The privacy of religious belief is protected by the prohibition in Article VI of the Constitution against any religious test as a condition to holding any office under the United States. The privacy of opinion, beliefs or associations is protected by the First Amendment. The Fifth Amendment’s prohibition against compulsory self-incrimination safeguards innermost secrets from invasion by government. Similarly, the Fourth Amendment protects reasonable expectations of privacy from unreasonable government intrusions. Thus, electronic surveillance or wiretapping by law-enforcement officials or searches of homes or businesses can ordinarily be justified only by warrants. The Third Amendment protects the privacy of the home.
Express provisions in the Constitution thus clearly promote privacy interests. But no independent right of privacy is discoverable in the text.
The Supreme Court exuberantly decreed a constitutional right of privacy in the 1965 landmark case of Griswold vs. Connecticut, holding unconstitutional a statute proscribing contraceptive use by married persons. Speaking for the court, Justice William O. Douglas reasoned that the First, Third, Fourth and Fifth Amendments secured privacy values. These guarantees, he Delphically declared, “have penumbras, formed by emanations” that create a right of privacy for the marital bedroom. Douglas declined to enlarge on how the court could identify “penumbras” made from emanations in future cases, perhaps confident that the justices would know a constitutional penumbra when they saw one.
Douglas rhetorically asked, “Would we allow the police to search the sacred precincts of marital bedrooms for telltale signs of the use of contraceptives?” But in Griswold the police had not searched a bedroom and the defendants were not a married couple; rather, a licensed physician was accused of aiding and abetting an illegal act.
Douglas’ fears of government intrusion on marital privacy were conjured up to invent a constitutional right of privacy. But Connecticut’s sensible enforcement of its birth-control statute demonstrated that elected officials are alert to privacy values that would continue to thrive without the Supreme Court’s manipulating the Constitution.
As Justice Oliver Wendell Holmes observed, legislatures are every bit the guardian of the liberties and welfare of the people as the courts are. The constitutional right of privacy assumed juggernaut status as applied to abortion laws by the Supreme Court, whose rulings include the nullification of requirements that parents be notified before their daughters undergo abortions and the prohibition of a state from supplying a woman with accurate information that might discourage an abortion. How the supply of truthful information by the government invades privacy is not self-evident.

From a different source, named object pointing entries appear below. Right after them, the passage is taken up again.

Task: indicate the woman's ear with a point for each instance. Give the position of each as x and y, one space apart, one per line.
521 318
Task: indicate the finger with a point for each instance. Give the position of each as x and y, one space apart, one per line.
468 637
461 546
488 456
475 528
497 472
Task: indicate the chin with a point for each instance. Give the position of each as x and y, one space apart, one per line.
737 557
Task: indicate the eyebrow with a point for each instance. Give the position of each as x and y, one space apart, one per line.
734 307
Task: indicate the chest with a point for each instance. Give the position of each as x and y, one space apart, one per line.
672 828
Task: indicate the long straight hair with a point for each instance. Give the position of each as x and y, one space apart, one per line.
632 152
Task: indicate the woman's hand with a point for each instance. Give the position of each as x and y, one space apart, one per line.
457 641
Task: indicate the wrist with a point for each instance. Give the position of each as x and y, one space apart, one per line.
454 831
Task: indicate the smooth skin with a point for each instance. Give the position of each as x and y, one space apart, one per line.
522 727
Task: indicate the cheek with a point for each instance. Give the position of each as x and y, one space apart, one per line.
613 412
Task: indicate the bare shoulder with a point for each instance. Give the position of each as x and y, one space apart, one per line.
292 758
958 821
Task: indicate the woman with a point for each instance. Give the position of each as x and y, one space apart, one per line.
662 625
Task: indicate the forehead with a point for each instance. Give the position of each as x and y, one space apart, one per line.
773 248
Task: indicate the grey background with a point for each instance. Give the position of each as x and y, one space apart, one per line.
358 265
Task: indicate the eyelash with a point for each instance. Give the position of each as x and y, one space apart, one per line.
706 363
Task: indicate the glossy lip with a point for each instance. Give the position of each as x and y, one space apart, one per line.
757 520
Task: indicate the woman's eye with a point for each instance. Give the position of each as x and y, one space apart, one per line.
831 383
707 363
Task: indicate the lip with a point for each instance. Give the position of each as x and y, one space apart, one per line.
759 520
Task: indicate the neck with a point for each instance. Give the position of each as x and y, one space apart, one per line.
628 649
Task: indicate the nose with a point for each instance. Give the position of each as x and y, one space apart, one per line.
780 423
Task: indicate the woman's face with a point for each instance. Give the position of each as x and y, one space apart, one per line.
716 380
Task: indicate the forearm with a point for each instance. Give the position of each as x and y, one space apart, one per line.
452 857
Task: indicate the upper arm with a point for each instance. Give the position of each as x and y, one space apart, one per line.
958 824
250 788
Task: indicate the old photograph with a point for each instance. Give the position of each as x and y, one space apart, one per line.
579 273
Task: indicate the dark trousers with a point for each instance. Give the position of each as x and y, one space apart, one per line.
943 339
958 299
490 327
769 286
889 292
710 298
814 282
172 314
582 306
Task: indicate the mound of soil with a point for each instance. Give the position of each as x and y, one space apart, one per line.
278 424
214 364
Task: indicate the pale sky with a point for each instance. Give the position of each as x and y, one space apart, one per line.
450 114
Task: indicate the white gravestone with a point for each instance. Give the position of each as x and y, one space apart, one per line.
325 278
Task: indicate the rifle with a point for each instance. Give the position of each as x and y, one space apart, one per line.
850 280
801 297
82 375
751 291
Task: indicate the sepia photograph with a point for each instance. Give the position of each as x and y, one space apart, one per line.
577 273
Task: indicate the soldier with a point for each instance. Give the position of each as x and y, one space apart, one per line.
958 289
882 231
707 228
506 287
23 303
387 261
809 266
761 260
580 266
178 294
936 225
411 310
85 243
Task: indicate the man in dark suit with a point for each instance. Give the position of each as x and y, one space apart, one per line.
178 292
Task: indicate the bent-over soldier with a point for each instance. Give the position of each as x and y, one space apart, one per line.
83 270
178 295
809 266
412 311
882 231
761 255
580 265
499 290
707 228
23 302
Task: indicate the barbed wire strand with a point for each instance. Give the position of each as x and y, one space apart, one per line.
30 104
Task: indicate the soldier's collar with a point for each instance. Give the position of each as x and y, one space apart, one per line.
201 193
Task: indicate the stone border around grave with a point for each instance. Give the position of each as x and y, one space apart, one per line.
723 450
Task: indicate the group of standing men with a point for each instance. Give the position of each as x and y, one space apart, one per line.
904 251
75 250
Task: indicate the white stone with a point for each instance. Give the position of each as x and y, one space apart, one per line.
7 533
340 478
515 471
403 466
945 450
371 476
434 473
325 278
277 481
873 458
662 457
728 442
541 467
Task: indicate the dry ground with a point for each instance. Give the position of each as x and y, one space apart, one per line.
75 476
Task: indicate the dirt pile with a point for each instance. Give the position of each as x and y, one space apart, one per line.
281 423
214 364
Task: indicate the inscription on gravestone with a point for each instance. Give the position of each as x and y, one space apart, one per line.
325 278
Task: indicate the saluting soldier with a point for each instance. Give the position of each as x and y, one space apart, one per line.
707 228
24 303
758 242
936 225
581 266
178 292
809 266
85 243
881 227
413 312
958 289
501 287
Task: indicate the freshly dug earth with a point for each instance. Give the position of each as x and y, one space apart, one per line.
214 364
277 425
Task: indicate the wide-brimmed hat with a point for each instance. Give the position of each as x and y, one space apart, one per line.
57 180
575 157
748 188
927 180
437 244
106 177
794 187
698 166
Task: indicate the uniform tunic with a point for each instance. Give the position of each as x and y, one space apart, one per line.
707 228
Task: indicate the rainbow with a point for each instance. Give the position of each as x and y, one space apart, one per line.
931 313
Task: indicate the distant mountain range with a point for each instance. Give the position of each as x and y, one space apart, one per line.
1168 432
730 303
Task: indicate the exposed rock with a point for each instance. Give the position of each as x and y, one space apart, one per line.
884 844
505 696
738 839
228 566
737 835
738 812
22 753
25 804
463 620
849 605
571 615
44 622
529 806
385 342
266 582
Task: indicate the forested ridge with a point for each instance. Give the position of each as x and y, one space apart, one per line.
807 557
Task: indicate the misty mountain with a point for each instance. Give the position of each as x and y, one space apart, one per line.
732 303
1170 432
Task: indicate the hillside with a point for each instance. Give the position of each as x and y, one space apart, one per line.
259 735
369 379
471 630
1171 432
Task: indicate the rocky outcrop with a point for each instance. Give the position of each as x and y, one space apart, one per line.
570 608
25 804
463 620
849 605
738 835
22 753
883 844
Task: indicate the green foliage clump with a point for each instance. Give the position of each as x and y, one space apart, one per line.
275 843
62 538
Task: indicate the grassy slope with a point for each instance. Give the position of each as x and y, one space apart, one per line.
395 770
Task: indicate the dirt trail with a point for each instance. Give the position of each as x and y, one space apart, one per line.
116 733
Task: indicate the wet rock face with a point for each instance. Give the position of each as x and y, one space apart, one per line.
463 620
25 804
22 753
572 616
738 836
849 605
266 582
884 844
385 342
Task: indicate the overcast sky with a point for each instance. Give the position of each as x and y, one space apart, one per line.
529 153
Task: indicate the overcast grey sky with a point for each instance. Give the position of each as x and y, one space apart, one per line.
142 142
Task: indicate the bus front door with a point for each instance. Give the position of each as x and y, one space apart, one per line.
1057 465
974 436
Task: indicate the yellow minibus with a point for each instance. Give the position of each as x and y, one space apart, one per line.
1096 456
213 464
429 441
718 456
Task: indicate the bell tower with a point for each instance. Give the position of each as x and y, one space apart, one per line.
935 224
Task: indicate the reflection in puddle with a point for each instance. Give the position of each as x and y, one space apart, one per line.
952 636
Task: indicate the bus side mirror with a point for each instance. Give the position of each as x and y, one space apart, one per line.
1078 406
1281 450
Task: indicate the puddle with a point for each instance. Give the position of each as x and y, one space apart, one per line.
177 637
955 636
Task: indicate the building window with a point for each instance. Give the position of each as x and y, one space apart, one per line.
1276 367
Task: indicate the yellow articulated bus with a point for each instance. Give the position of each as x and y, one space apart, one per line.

The overarching question raised by the Supreme Court’s abortion decisions is not whether the Constitution was intended to protect some types of privacy--it clearly was--or whether privacy values should be important--they certainly should be--but whether we want to permit the justices to employ undefined and undefinable “penumbras” to fasten on the nation their personal views of privacy rights. Rejecting a constitutional right of privacy would not forbid legislative or executive bodies from embracing pro-choice laws or programs, like California’s 1967 pro-abortion statute signed by then-Gov. Ronald Reagan.
A year ago the court denied the argument that consensual homosexual sodomy was protected by a constitutional right to privacy. Justice Byron R. White, writing for the majority, warned that “the court is most vulnerable and comes nearest to illegitimacy when it deals with judge-made law having little or no cognizable roots in the language or design of the Constitution.” By indulging in such extravaganzas, White remonstrated, “the judiciary necessarily takes to itself . . . authority to govern the country without express constitutional authority.”